Kunal Singh (Senior Data Scientist at StarX), Rustin Domingos (VP of Sports Analytics at StarX) and Michelle Ritter (CEO/Founder at StarX)
As soon as early January hits and you come to terms with the fact that your favorite NFL team will not be playing in the playoffs, Mock Draft Season arrives. Between ESPN, The Athletic, The Ringer, PFF, and seemingly hundreds of other sources, it feels like analysts are updating their mock drafts and big boards each and every day. A high percentage of those mock drafts are driven by film evaluations and occasionally have some data points mixed in — especially after players test at the combine. At StarX, we’ve dedicated ourselves to the development of machine learning-based projections for college football players, something that virtually doesn’t exist in the public domain.
Given that our team has experience with MLB and NFL teams, we understand that data sources are the least of a club’s concern. Between official data from the NCAA, granular play level stats and grades from PFF, and a highly robust dataset of historical internal scouting reports — that contained overall evaluations as well as grades on specific attributes — we were spoiled.

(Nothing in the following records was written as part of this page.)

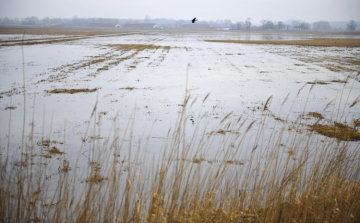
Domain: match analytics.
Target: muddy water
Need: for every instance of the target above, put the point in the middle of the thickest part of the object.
(141, 89)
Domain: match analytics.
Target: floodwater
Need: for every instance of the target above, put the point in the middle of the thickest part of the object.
(141, 88)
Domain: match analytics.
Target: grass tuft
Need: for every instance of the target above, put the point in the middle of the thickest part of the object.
(338, 130)
(316, 115)
(55, 150)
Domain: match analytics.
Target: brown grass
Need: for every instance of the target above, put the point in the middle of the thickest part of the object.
(317, 82)
(338, 130)
(10, 108)
(310, 42)
(71, 91)
(357, 123)
(46, 156)
(55, 150)
(95, 179)
(316, 115)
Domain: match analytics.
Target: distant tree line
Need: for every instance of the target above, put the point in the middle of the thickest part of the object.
(172, 23)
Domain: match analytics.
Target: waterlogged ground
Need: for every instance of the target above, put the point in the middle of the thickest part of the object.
(82, 93)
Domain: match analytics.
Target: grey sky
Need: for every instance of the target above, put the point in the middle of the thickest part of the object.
(236, 10)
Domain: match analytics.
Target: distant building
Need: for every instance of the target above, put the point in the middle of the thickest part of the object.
(197, 26)
(105, 25)
(141, 25)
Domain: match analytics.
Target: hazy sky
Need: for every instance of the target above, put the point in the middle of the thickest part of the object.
(236, 10)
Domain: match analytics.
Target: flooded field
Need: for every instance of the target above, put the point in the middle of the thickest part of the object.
(73, 98)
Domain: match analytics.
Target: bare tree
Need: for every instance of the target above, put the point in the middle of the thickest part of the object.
(248, 23)
(351, 26)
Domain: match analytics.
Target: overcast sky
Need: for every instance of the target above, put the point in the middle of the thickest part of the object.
(236, 10)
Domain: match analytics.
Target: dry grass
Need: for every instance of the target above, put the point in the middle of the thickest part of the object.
(338, 130)
(317, 82)
(310, 42)
(55, 150)
(275, 185)
(128, 88)
(316, 115)
(47, 156)
(71, 91)
(357, 123)
(10, 108)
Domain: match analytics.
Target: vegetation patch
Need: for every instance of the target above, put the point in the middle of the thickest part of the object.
(316, 115)
(339, 81)
(47, 156)
(55, 150)
(338, 130)
(308, 42)
(10, 108)
(128, 88)
(357, 123)
(95, 179)
(71, 91)
(317, 82)
(223, 132)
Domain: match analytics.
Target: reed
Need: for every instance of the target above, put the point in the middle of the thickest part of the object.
(305, 180)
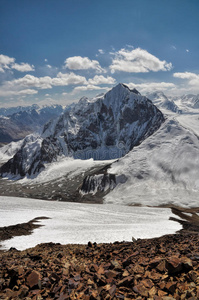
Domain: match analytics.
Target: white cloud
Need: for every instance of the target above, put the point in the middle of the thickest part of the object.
(89, 87)
(100, 79)
(137, 61)
(152, 86)
(5, 61)
(27, 92)
(193, 78)
(82, 63)
(101, 51)
(63, 79)
(23, 67)
(26, 84)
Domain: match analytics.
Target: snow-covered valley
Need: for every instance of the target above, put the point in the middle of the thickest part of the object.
(79, 223)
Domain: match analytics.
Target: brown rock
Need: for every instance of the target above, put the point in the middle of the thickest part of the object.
(161, 267)
(126, 281)
(171, 286)
(112, 290)
(141, 290)
(173, 265)
(34, 280)
(152, 292)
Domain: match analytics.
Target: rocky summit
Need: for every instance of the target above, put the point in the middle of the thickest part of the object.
(106, 127)
(160, 268)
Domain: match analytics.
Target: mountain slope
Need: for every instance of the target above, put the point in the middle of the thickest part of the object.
(105, 127)
(164, 169)
(162, 102)
(20, 123)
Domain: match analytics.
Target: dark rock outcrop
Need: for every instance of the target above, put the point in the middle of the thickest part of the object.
(103, 128)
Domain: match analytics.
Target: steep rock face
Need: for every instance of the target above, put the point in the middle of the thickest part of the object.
(162, 102)
(105, 127)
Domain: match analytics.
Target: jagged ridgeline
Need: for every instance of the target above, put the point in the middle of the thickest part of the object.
(105, 127)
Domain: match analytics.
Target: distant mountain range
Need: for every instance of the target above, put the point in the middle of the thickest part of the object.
(17, 122)
(102, 128)
(145, 150)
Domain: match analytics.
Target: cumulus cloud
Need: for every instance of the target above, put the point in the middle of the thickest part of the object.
(27, 84)
(101, 51)
(83, 63)
(193, 78)
(100, 79)
(68, 79)
(89, 87)
(23, 67)
(137, 61)
(152, 86)
(7, 62)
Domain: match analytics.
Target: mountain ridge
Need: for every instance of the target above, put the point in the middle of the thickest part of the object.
(106, 128)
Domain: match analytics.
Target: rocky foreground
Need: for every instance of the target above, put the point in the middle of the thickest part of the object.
(160, 268)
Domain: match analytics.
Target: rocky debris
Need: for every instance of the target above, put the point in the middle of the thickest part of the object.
(161, 268)
(189, 218)
(7, 232)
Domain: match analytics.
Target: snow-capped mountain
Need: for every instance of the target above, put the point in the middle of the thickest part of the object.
(164, 169)
(187, 102)
(18, 122)
(7, 111)
(105, 127)
(163, 102)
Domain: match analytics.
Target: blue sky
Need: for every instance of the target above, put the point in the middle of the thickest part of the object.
(55, 51)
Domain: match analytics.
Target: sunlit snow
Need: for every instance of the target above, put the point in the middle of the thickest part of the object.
(79, 223)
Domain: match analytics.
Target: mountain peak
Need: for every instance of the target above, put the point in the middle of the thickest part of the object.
(101, 128)
(122, 85)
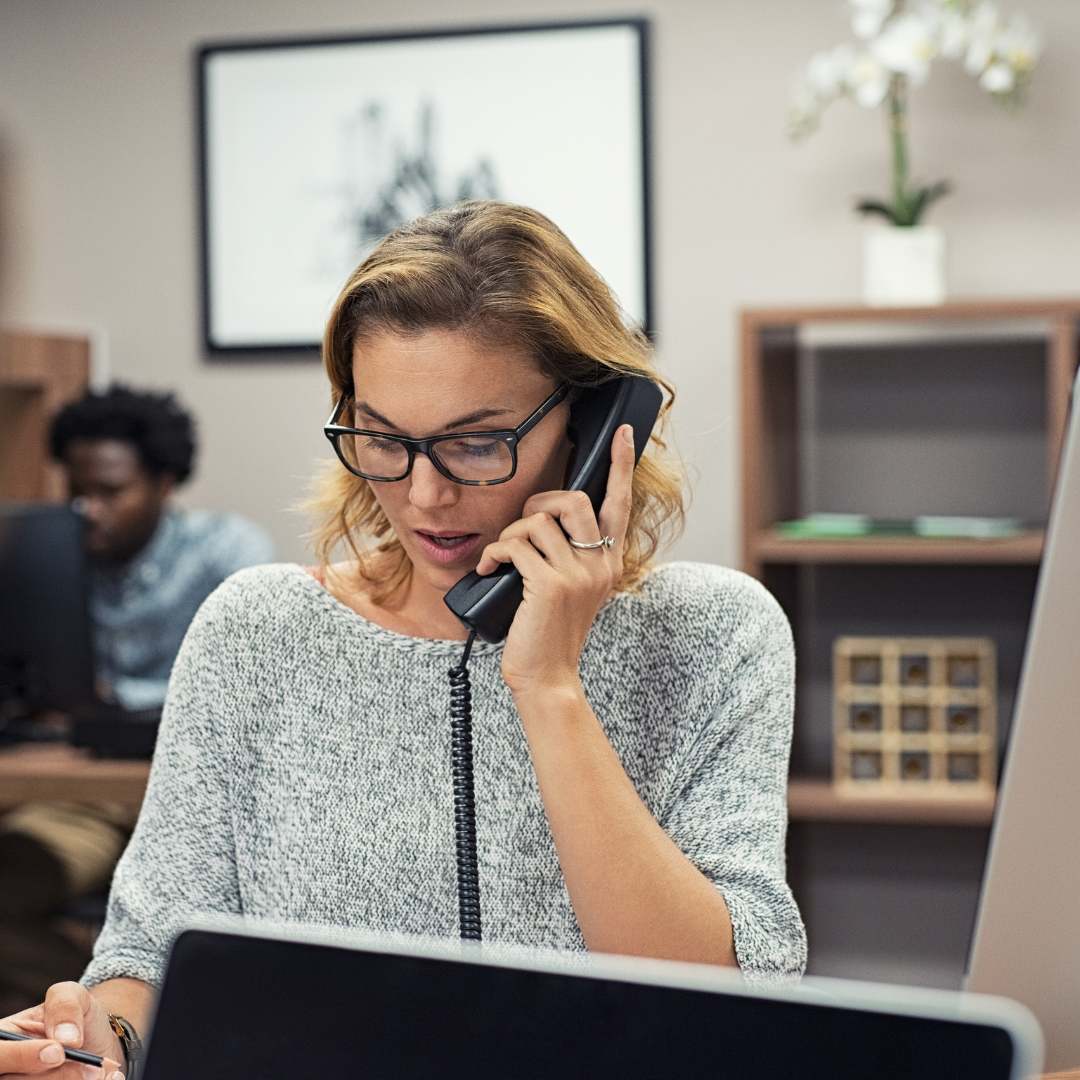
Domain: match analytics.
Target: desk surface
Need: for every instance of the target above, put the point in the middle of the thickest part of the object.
(56, 771)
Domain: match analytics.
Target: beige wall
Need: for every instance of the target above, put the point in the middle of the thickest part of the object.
(96, 108)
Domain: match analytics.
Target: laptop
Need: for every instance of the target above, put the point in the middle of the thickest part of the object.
(1027, 932)
(262, 1003)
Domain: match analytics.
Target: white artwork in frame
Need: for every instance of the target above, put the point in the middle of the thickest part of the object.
(312, 150)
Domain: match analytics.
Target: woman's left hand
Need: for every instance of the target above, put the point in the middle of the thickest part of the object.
(564, 586)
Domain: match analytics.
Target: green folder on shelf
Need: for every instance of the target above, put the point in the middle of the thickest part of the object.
(825, 526)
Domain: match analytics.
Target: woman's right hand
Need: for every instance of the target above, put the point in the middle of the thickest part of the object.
(69, 1016)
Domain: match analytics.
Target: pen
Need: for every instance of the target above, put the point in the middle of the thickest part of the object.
(72, 1055)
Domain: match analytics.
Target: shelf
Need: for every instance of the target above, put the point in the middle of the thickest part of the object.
(770, 547)
(971, 309)
(818, 800)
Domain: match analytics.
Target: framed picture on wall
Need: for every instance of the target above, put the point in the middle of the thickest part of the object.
(311, 150)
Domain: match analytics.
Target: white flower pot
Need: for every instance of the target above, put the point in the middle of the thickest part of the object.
(903, 266)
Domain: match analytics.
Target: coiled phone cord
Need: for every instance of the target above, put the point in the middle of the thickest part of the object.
(464, 806)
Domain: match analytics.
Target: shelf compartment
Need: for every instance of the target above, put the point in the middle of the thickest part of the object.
(769, 545)
(819, 800)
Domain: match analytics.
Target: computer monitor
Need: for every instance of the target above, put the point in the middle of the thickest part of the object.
(1027, 933)
(46, 659)
(248, 1002)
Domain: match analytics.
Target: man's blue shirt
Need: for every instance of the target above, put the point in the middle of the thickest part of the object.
(140, 610)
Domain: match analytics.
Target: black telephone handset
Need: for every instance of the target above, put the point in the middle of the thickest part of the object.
(487, 604)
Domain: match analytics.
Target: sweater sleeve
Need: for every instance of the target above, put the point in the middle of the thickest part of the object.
(730, 812)
(180, 859)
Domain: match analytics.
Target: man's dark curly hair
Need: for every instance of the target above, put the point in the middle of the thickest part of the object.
(161, 431)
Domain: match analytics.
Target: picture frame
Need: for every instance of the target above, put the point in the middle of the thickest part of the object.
(311, 149)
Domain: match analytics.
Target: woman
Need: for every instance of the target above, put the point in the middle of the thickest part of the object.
(631, 733)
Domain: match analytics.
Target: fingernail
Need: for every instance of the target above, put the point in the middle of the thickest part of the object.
(67, 1033)
(52, 1054)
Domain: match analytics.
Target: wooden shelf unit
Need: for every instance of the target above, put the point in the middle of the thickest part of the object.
(817, 800)
(39, 373)
(888, 882)
(770, 547)
(769, 422)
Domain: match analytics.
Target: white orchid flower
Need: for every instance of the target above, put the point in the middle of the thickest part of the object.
(868, 80)
(1018, 44)
(906, 46)
(868, 16)
(985, 25)
(998, 79)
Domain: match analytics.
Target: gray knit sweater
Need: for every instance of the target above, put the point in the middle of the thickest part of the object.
(302, 769)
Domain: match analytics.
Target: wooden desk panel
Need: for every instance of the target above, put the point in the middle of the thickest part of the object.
(57, 771)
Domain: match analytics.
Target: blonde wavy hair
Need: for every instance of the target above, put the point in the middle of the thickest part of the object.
(504, 273)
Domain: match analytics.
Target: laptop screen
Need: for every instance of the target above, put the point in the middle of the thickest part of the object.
(237, 1006)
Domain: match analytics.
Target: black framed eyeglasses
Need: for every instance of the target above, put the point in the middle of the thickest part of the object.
(476, 458)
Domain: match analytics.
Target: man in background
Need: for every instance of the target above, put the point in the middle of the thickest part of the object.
(151, 565)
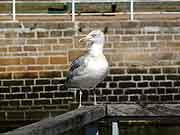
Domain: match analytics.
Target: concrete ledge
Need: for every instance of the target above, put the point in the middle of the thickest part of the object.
(60, 124)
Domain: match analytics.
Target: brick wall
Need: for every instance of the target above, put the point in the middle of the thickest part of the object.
(34, 57)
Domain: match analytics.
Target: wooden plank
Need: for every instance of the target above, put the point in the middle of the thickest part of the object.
(62, 123)
(157, 110)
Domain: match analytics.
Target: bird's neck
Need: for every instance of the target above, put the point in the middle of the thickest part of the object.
(96, 49)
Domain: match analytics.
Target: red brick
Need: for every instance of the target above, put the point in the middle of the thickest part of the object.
(9, 61)
(16, 68)
(42, 60)
(27, 61)
(58, 60)
(23, 75)
(15, 49)
(29, 48)
(34, 68)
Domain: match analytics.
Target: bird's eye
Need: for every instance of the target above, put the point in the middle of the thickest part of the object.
(93, 35)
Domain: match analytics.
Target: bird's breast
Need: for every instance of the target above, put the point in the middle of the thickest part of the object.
(98, 64)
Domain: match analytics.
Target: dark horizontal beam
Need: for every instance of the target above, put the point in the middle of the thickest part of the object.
(62, 123)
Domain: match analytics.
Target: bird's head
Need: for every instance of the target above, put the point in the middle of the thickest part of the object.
(95, 36)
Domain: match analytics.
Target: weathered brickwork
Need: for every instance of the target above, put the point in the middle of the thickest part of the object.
(34, 57)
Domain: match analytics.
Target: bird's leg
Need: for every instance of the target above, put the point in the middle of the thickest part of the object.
(80, 98)
(95, 102)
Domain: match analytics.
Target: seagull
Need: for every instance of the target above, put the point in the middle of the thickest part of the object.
(88, 70)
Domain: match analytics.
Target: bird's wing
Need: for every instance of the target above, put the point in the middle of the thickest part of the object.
(77, 67)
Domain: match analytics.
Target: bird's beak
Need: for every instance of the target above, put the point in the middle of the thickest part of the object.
(82, 39)
(87, 38)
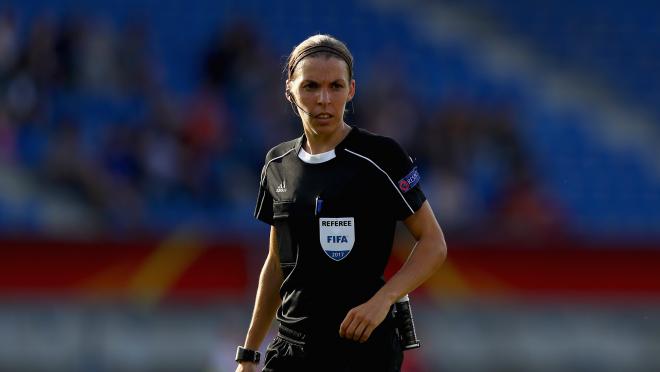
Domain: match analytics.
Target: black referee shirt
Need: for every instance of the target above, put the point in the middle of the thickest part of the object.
(335, 223)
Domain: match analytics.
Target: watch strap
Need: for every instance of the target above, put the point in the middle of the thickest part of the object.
(247, 355)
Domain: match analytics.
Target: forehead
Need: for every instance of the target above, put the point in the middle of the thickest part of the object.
(321, 67)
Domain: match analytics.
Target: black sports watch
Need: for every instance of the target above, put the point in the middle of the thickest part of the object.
(247, 355)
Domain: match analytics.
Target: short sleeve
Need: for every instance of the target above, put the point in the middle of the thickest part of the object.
(263, 211)
(407, 194)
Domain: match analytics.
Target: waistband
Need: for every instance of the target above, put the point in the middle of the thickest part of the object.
(292, 335)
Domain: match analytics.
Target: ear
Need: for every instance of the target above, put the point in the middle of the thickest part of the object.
(351, 90)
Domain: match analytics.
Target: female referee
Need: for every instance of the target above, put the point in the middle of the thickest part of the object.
(333, 197)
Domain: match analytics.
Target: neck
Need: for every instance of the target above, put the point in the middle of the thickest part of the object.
(318, 143)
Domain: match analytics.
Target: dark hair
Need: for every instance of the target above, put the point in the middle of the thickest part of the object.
(319, 44)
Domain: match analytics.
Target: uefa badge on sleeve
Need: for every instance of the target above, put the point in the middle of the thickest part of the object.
(337, 236)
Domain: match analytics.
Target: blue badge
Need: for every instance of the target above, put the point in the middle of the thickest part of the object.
(409, 181)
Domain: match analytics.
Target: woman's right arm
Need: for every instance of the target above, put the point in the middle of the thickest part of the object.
(267, 301)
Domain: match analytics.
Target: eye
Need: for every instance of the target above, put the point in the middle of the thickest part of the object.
(310, 85)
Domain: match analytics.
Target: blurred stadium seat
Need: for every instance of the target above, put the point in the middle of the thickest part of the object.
(125, 123)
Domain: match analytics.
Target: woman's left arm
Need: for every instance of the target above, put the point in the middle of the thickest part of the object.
(426, 258)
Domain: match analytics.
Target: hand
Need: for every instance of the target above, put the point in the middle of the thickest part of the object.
(362, 320)
(246, 367)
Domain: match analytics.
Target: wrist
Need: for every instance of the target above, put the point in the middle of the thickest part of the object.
(244, 355)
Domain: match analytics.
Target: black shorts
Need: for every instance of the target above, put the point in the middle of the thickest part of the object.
(293, 351)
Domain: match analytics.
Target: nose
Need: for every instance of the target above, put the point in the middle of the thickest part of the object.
(324, 97)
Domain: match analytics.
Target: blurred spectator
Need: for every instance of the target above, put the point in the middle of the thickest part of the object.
(83, 107)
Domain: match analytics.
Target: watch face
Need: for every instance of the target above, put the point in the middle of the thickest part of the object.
(246, 355)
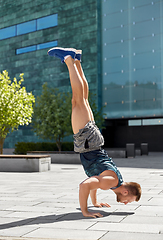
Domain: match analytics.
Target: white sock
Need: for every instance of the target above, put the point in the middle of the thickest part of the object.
(66, 57)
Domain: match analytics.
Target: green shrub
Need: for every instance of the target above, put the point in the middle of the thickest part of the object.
(24, 147)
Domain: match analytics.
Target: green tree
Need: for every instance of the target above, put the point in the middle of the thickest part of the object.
(52, 115)
(16, 105)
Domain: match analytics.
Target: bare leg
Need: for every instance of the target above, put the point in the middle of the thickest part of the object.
(81, 114)
(86, 88)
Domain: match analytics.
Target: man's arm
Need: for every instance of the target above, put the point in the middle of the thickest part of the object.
(93, 183)
(94, 200)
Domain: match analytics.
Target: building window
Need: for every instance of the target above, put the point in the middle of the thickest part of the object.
(30, 26)
(47, 22)
(7, 32)
(26, 27)
(26, 49)
(36, 47)
(46, 45)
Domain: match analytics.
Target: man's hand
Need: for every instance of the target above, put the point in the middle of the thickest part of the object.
(101, 205)
(91, 214)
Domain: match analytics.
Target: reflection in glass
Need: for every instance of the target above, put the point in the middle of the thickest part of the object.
(26, 27)
(36, 47)
(47, 22)
(132, 55)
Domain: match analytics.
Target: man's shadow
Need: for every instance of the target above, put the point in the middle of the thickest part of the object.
(70, 216)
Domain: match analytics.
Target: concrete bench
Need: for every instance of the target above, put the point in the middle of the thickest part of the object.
(64, 157)
(25, 163)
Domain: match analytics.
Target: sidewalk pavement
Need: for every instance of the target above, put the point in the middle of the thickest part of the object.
(45, 205)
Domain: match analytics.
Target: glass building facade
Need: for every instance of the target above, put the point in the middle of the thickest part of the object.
(122, 59)
(29, 28)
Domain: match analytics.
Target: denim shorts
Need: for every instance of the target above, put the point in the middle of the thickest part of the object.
(96, 162)
(88, 138)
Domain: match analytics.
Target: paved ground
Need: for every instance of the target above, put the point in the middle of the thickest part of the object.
(45, 205)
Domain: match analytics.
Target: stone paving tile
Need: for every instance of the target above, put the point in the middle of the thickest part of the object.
(68, 234)
(143, 220)
(17, 231)
(45, 205)
(127, 227)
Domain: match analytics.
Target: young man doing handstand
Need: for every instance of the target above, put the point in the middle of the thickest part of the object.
(101, 170)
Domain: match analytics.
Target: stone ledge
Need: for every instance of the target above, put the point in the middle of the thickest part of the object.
(64, 157)
(25, 163)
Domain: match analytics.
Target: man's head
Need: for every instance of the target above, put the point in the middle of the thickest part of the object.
(129, 192)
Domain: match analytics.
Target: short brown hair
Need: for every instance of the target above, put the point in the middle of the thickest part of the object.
(134, 189)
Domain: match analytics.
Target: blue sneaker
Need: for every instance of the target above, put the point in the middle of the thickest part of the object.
(78, 55)
(62, 52)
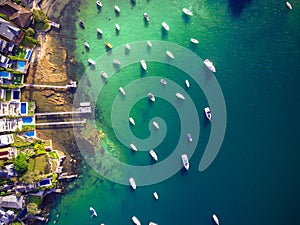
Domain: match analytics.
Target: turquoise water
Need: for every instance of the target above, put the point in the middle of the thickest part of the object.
(254, 178)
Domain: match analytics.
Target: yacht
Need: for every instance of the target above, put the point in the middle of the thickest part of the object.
(289, 5)
(165, 26)
(153, 154)
(180, 96)
(133, 147)
(187, 83)
(122, 91)
(131, 120)
(132, 183)
(86, 44)
(163, 81)
(210, 65)
(187, 12)
(135, 220)
(170, 54)
(99, 3)
(117, 9)
(146, 17)
(155, 124)
(216, 219)
(151, 97)
(208, 113)
(93, 212)
(143, 64)
(99, 31)
(104, 75)
(185, 161)
(92, 62)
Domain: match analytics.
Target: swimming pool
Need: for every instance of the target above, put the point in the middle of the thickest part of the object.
(23, 108)
(27, 120)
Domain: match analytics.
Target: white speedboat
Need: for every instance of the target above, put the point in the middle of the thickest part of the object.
(187, 12)
(132, 183)
(133, 147)
(180, 96)
(170, 54)
(86, 44)
(216, 219)
(153, 154)
(187, 83)
(93, 212)
(185, 161)
(151, 97)
(143, 64)
(289, 5)
(103, 74)
(117, 9)
(92, 62)
(99, 3)
(122, 91)
(99, 31)
(135, 220)
(195, 41)
(208, 113)
(163, 81)
(146, 17)
(210, 65)
(131, 120)
(155, 124)
(165, 26)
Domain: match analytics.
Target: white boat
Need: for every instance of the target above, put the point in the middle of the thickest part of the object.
(208, 113)
(153, 154)
(132, 183)
(190, 137)
(155, 124)
(133, 147)
(210, 65)
(135, 220)
(103, 74)
(86, 44)
(122, 91)
(91, 62)
(187, 83)
(143, 64)
(131, 120)
(155, 195)
(93, 212)
(187, 12)
(163, 81)
(185, 161)
(146, 17)
(165, 26)
(99, 3)
(195, 41)
(99, 31)
(180, 96)
(117, 9)
(151, 97)
(289, 5)
(216, 219)
(170, 54)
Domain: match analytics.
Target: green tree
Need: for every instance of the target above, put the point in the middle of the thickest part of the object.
(21, 164)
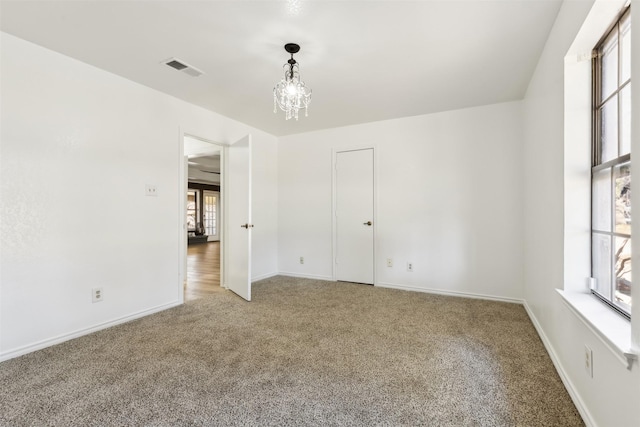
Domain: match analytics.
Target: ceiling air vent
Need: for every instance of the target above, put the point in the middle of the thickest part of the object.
(184, 67)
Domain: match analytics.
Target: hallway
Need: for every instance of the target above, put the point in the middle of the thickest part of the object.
(203, 270)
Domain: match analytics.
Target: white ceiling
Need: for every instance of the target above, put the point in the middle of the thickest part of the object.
(364, 60)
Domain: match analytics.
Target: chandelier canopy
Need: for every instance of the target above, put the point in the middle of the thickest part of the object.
(291, 94)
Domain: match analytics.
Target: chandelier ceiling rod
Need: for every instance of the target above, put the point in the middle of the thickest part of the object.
(291, 94)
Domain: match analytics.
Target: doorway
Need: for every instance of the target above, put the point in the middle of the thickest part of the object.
(354, 224)
(203, 190)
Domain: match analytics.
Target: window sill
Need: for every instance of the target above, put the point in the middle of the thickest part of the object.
(613, 330)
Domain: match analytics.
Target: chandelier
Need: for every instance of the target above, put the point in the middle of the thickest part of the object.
(291, 94)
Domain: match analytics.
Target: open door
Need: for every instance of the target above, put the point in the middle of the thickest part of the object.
(238, 223)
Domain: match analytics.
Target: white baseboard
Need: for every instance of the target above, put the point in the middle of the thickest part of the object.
(575, 397)
(305, 276)
(81, 332)
(449, 293)
(263, 276)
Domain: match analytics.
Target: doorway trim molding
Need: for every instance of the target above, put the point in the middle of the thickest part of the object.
(334, 230)
(182, 203)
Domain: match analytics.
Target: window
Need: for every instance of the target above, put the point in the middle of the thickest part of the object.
(211, 213)
(611, 168)
(193, 213)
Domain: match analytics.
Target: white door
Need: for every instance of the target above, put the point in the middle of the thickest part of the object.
(238, 222)
(211, 215)
(354, 216)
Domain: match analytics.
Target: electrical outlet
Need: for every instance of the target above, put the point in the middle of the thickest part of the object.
(97, 294)
(588, 361)
(151, 190)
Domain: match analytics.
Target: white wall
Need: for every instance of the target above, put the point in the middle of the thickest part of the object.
(78, 146)
(449, 200)
(611, 397)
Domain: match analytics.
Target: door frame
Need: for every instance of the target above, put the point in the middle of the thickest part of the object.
(334, 228)
(182, 203)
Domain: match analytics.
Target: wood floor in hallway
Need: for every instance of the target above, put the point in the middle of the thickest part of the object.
(203, 270)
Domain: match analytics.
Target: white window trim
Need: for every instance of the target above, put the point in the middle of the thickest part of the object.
(612, 329)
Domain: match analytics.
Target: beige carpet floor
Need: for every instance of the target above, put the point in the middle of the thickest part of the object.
(304, 352)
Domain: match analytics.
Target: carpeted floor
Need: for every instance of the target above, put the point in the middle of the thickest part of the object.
(304, 352)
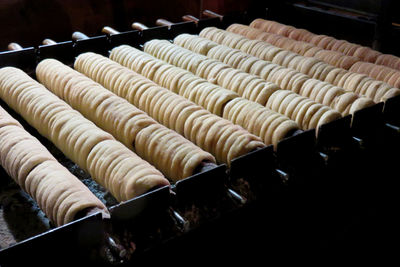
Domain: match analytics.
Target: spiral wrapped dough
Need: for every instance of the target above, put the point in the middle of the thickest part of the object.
(58, 193)
(108, 161)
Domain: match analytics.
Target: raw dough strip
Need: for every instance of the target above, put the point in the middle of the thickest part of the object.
(120, 118)
(248, 90)
(307, 65)
(33, 168)
(190, 79)
(323, 41)
(78, 138)
(168, 108)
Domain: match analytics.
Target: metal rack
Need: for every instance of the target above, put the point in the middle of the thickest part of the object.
(276, 194)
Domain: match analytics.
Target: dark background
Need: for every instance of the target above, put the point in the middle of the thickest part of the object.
(28, 22)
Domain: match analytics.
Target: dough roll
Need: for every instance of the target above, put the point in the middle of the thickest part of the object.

We are thrilled to have a data partnership with Pro Football Focus (PFF). They provide us with dense play-by-play data with a row for every player on every play — 22 rows per play. Columns include stats that go beyond the box score: time to pressure, tackles avoided, quarterback pressure allowed, first contact by a defender etc…. In this post we’re planning to highlight how we leverage this data to build predictive models about how college football players will fare in the NFL.
To help our evaluation process, we use public mock drafts and big boards for expert opinion. We’ve scraped mock draft sources that have data going back to the 2015 draft class and all of them give meaningful lift to our projections. Those sources include Walter Football, Kevin Hanson, ESPN, and MyNFLDraft. We are looking to continually add more sources over time as they are an important part of our models.
Lastly, we pull data from Spotrac to provide salary information about NFL players that include both cash earnings as well as cap numbers.
One of the biggest issues when blending multiple different data sources is figuring out how to join them. When these different sources use birth names rather than nicknames, have different ways of writing out college names, and project these players out at different positions; it leads to a headache for us.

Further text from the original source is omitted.